Judah Ben-Hur (Jack Huston) is a Jewish Prince who is falsely accused of treason by his adopted brother Massala (Toby Kebbell) – an Officer in the Roman Army. After years at sea as a slave, Judah escapes and makes his way back to Jerusalem to seek revenge on Messala. The film is a remake of the 1959 version of the same name – something which I didn’t actually know – but there was very little promotion supporting it so I didn’t know what to expect from the film.
The cinematography throughout is fantastic! There are some amazing scenes – particularly action ones – that really drag you into the fast-paced moments. One scene that really stands out is when Judah and Massala are chariot racing, the camera stays with them throughout all the twists and turns and makes the danger of it stand out more. I would love to know just how they filmed those scenes! Visually everything is bright and colourful and all the clothes, hair and props are all keeping of that time.
There are two themes running throughout: the love story between Judah and his wife as well as between Massala and Judah’s sister and then there is the theme of brotherly love in which comes jealousy, competitiveness and loyalty. After Judah is exiled he believes that his family have all been killed and so seeks revenge for their lives, but having grown up as brothers the fact that Massala is the cause of their deaths puts Judah through so many conflicted emotions. Both Jack Huston and Toby Kebbell play their roles brilliantly, we journey with them through the years as they fight for their beliefs and deal with the subsequent consequences.
Morgan Freeman stars as Ilderim who helps Judah in his path for redemption and acts as a narrator throughout. Morgan is a brilliant actor and here is no different, he has something in him that captivates his audience. His voice narrating in the opening scenes is instantly recognisable and helps to settle you into the dynamics of the film.

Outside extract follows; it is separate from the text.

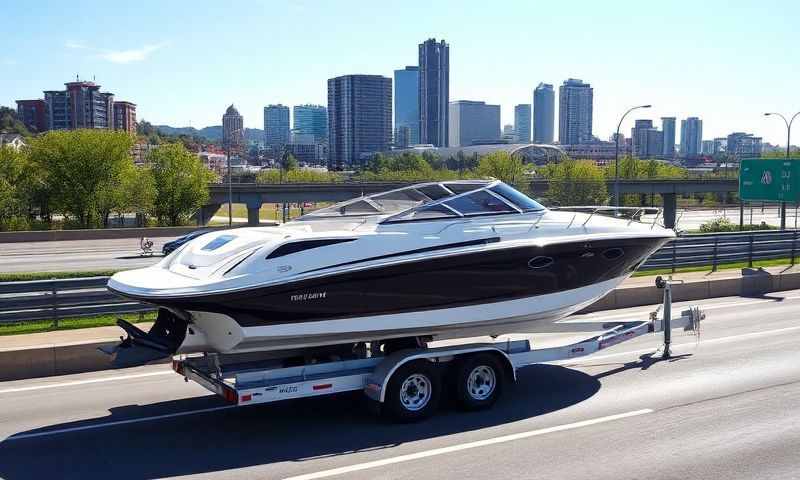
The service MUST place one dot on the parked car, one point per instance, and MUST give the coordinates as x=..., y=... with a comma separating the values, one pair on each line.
x=173, y=245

Overall, Ben-Hur is a good film but it’s a long film that frankly could have been shortened! It stands at two hours but my goodness it feels a lot longer than that! It also starts down the whole Jesus/Pontius Pilot route which personally I don’t think needed to be there and just drags out the film more. So although visually the film is brilliant, and the cast are all great, it’s probably not one I’ll be bothered about seeing again.